Wellesley’s Paula Lee has self-published a comic novel called How to be a Homeless Frenchman that includes a couple of chapters about our town in addition to a story that involves everything from Nazis to a lion tamer to the Blues. Copies of the book will be sold at Wellesley Books starting this month, and according to Lee, the book has already been circulating through a few book groups.
Lee, a faculty fellow at the Cummings School of Veterinary Medicine at Tufts, says the book is based on the real-life adventures of her brother-in-law, who lived for 20 years as a happy street musician in Boston. She says: “The events related are true, though the timeline has been condensed. His Senegalese grandfather really was a lion tamer, his French grandfather was awarded the Legion of Honor (Legion d’honneur) for his work as a leader of the Resistance, and his mother died of paranoid schizophrenia, having lost her sanity in the Dresden bombings.”
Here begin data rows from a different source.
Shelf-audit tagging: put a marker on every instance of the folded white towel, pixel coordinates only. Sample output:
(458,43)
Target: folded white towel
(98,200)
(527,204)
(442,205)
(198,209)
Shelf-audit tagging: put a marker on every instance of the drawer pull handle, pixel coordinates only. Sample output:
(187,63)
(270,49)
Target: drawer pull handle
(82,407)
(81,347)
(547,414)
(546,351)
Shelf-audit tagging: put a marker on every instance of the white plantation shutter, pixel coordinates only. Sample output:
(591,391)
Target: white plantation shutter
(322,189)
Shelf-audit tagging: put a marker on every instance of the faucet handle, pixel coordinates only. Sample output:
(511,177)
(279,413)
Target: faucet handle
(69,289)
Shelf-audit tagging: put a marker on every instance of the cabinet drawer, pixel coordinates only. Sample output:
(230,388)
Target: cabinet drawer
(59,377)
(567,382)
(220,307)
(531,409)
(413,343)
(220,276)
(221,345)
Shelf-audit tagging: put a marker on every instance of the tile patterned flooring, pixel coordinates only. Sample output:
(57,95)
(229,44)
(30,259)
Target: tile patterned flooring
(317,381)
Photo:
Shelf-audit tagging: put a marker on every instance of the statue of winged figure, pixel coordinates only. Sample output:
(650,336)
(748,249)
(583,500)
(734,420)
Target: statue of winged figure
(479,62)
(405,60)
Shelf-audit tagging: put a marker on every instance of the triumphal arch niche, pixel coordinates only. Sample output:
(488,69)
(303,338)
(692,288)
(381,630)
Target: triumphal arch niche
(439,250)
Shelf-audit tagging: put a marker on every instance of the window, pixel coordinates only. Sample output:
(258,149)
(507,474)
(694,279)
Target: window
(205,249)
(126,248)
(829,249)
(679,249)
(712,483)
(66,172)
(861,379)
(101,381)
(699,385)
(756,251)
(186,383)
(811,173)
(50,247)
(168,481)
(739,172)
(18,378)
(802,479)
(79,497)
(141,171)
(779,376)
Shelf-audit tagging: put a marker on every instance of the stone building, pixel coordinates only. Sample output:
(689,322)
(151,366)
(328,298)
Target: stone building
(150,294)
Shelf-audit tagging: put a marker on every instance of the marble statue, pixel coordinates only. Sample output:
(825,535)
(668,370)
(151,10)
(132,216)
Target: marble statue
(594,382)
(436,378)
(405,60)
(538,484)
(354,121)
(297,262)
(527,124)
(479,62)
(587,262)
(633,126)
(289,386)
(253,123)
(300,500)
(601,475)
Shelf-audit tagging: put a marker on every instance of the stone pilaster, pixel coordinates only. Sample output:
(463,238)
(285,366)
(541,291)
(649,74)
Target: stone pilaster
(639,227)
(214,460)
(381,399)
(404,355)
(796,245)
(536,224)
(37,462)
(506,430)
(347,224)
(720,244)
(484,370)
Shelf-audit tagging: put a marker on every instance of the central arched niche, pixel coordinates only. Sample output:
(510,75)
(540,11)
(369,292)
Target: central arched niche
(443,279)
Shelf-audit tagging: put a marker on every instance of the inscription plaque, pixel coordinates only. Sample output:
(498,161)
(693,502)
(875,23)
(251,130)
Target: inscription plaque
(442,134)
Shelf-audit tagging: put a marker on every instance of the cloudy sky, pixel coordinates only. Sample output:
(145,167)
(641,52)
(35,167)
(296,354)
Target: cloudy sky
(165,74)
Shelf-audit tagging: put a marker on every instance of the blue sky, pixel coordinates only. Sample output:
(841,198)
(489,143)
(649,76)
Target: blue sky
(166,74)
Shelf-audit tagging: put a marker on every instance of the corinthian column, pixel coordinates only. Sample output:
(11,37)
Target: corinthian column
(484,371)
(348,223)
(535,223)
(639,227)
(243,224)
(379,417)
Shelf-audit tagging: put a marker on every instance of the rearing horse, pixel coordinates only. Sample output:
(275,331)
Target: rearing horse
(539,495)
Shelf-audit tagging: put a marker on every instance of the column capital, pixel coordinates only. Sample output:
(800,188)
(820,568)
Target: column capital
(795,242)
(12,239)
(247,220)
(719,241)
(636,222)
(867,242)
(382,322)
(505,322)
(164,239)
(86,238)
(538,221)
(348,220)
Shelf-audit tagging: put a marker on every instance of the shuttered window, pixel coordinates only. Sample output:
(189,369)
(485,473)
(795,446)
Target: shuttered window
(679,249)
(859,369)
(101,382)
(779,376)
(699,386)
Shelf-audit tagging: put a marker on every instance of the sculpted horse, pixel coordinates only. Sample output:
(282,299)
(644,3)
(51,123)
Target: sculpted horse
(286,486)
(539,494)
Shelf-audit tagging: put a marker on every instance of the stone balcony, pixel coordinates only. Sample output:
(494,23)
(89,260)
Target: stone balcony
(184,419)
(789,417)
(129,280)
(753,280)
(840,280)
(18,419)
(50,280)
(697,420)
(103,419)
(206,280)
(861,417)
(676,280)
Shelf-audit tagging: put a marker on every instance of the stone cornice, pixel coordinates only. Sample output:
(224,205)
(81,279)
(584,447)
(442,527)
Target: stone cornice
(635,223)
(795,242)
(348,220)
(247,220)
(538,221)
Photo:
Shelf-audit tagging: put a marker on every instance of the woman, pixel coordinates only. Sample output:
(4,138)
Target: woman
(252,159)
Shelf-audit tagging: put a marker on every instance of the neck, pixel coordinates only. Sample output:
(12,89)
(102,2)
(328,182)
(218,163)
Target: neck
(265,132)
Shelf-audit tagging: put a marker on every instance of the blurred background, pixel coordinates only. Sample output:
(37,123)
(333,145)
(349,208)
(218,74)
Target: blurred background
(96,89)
Lee worked on the book for four years while juggling plenty of other activities, including the publishing of a few academic books.
As for the Wellesley angle in the book, Lee says: “Right after [the Frenchman] arrives in the US, speaking very little English, he gets invited to live with a gorgeous college girl who, it turns out, lives in a giant house in Wellesley. He has no idea why she asks him — a total stranger — to live with her, but he accepts, as it is better than a dorm, and it’s free. He finds himself amazed by life in the suburbs, and ends up nude sunbathing with Swedish nannies and doing battle with a raccoon.”
Yup, sounds like Wellesley!
Lee, an historian specializing in modern France and the US, describes the book’s style as being as if Paolo Coelo’s The Alchemist were retold by David Sedaris. “I draw on my experiences living in France and as a New England native, using humor to illuminate the quirks of both cultures,” she says.